Her2 neu expression and Ki67 index were statistically nonsignificant in the 3 studied groups. Elzawahry et al. [30] and Joensuu et al. [31] reported contradictory findings that both Her2 neu and Ki67 significantly overexpressed in tamoxifen-resistant breast cancer cases. This contradiction could be explained by their limiting inclusion only to postmenopausal patients and recurrent breast cancer patients only as tamoxifen resistance cases.

Lower SOX2 and AGR2 expression and low serum AGR2 levels in the studied patients of groups 2 and 3 were significantly associated with longer time-to-failure of tamoxifen treatment. This relation was statistically significant. These data are supported by results of Hrstka et al. [11], Piva et al. [9], and Garczyk et al. [16].

According to the ROC curve, SOX2, AGR2 expression, and serum AGR2 level sensitivity were 100%, 31.45%, and 56.45%, respectively, and the specificity was 91%, 100%, and 96%, respectively (all p < 0.001). However, the combined integration of the studied markers increased the validity in order to improve the early detection of tamoxifen resistance with a sensitivity of 100% and specificity of 96% (p < 0.001).
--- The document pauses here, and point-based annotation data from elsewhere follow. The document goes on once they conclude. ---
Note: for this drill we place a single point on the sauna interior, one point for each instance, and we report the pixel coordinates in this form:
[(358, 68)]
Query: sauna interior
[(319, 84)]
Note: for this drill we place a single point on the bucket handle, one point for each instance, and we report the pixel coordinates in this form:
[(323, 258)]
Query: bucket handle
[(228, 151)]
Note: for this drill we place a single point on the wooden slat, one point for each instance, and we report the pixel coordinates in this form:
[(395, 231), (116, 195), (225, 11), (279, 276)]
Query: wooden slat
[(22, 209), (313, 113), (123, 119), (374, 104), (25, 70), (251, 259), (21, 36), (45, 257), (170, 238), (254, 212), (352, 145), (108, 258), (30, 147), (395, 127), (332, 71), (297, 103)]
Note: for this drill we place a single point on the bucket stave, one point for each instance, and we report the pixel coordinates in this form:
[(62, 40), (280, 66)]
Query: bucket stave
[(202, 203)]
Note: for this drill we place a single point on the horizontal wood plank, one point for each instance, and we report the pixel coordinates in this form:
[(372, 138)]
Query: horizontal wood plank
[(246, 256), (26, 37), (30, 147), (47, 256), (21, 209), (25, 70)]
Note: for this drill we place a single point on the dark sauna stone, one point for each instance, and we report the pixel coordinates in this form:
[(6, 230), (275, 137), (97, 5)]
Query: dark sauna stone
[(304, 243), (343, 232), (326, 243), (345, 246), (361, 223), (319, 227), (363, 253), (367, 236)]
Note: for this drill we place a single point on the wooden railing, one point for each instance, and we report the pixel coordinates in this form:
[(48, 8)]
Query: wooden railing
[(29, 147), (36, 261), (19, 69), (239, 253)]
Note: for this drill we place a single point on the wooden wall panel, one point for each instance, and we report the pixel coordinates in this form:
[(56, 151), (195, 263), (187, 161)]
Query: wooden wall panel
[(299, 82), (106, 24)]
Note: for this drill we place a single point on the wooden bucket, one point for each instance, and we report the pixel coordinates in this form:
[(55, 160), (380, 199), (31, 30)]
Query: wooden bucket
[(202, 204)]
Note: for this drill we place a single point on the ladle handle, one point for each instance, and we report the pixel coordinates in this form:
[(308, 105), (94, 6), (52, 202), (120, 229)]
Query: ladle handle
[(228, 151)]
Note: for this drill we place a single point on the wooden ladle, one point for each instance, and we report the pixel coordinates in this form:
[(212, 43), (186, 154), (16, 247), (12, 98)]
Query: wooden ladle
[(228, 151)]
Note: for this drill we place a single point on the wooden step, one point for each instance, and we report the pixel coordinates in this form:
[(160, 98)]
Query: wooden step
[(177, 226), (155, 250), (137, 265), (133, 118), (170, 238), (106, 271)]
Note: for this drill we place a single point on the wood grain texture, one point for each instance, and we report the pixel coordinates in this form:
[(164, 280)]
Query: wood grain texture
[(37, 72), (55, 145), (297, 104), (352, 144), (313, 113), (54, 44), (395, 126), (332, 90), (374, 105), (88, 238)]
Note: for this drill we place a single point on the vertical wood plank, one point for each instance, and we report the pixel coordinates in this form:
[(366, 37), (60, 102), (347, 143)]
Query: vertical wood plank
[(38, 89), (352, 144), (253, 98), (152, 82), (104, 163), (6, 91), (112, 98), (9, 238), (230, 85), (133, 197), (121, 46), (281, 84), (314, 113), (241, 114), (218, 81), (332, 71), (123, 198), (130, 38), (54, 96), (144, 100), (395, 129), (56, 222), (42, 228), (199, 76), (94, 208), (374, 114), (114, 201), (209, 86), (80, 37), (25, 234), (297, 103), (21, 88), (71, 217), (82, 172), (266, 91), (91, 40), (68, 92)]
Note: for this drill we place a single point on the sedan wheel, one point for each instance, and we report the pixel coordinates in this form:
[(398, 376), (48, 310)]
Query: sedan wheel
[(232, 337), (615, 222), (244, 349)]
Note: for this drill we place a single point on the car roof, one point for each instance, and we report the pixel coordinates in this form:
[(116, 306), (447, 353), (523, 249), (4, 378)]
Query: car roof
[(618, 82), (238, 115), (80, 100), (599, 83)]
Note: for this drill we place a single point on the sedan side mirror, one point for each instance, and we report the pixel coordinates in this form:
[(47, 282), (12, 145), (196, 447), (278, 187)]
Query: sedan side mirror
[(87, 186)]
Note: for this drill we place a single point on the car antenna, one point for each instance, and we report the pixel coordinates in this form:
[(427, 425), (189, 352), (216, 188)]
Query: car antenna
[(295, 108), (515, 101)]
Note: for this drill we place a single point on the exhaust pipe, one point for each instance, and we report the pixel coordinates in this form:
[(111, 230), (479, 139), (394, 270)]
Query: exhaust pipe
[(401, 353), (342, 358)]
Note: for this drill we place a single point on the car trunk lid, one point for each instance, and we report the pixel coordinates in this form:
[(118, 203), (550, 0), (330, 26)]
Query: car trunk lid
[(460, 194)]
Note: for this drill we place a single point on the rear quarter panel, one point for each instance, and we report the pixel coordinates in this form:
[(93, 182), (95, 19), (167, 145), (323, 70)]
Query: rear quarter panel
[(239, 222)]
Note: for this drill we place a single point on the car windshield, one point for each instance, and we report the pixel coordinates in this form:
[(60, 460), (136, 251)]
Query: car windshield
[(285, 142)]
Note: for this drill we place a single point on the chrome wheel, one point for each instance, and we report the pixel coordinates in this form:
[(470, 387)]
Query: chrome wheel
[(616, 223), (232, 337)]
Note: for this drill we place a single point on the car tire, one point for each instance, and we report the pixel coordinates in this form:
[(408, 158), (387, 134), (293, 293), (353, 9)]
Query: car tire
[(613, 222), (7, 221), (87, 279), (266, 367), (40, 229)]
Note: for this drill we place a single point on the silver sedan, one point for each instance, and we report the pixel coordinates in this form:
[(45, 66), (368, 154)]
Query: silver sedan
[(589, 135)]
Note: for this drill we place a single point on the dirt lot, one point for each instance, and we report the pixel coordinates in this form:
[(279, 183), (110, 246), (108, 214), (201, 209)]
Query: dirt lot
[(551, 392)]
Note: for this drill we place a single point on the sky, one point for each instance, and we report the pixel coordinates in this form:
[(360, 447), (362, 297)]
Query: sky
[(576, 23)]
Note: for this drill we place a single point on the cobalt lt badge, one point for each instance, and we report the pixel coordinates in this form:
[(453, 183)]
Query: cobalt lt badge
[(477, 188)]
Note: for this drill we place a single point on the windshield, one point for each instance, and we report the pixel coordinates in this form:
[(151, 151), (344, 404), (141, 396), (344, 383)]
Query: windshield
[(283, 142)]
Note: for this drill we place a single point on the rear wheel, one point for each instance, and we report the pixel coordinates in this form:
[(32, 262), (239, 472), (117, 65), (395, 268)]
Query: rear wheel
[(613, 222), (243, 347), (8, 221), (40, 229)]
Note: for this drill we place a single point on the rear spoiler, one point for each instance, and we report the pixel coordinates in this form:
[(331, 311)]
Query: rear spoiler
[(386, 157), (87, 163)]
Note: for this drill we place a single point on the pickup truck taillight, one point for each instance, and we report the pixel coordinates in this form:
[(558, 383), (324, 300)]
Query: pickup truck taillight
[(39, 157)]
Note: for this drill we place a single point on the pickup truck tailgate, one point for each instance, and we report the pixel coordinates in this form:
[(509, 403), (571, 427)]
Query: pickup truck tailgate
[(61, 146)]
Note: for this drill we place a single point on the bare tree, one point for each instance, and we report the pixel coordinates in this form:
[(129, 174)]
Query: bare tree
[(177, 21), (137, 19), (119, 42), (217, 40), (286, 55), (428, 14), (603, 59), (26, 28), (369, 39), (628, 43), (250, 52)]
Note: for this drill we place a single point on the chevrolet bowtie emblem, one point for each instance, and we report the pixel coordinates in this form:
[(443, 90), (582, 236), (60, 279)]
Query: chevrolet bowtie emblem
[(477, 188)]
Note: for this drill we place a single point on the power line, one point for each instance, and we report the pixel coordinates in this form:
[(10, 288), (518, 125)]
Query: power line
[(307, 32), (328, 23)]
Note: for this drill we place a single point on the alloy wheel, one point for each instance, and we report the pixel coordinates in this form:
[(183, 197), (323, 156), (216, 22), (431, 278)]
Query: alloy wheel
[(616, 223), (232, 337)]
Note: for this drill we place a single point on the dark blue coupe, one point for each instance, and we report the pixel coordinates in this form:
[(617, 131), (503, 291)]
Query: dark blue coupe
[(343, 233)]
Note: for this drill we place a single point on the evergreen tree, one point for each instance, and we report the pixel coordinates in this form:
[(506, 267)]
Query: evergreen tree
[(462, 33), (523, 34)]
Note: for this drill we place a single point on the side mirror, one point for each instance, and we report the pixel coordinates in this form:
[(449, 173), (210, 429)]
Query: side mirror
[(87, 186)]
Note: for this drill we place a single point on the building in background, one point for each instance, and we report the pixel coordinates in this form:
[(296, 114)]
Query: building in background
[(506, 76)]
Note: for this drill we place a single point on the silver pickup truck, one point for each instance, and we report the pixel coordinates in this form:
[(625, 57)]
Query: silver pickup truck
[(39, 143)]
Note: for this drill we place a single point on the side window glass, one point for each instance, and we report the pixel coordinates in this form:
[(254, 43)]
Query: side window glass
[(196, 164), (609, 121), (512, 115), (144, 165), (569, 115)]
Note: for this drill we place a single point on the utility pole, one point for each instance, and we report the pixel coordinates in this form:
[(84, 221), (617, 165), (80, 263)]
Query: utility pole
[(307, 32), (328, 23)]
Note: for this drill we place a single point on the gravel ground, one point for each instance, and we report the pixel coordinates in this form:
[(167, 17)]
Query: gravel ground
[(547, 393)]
The identification of novel predictive biomarkers is essential for an optimal algorithm for adjuvant hormonal therapy in ER-positive breast cancer patients. Our data indicate that decreased expression of SOX2 and AGR2 with low serum level of serum AGR2 clearly related to breast cancer patients who respond and had benefit from tamoxifen-based therapy. On the other hand, high SOX2 and AGR2 expression with high serum level of serum AGR2 may predict a subset of breast cancer patients that are less likely to show adequate tumor growth control or recurrence following tamoxifen therapy. Besides, our findings clearly show the potential usability of serum AGR2 as biomarker for noninvasive early detection of tamoxifen resistance using ELISA.

5. Conclusions

Integrated use of SOX2, AGR2 biomarkers with serum AGR2 assay holds a promising hope for their future use as predictive markers for early detection of tamoxifen resistance in ER-positive breast cancer patients. However, larger prospective studies are needed to validate the clinical utility of this panel.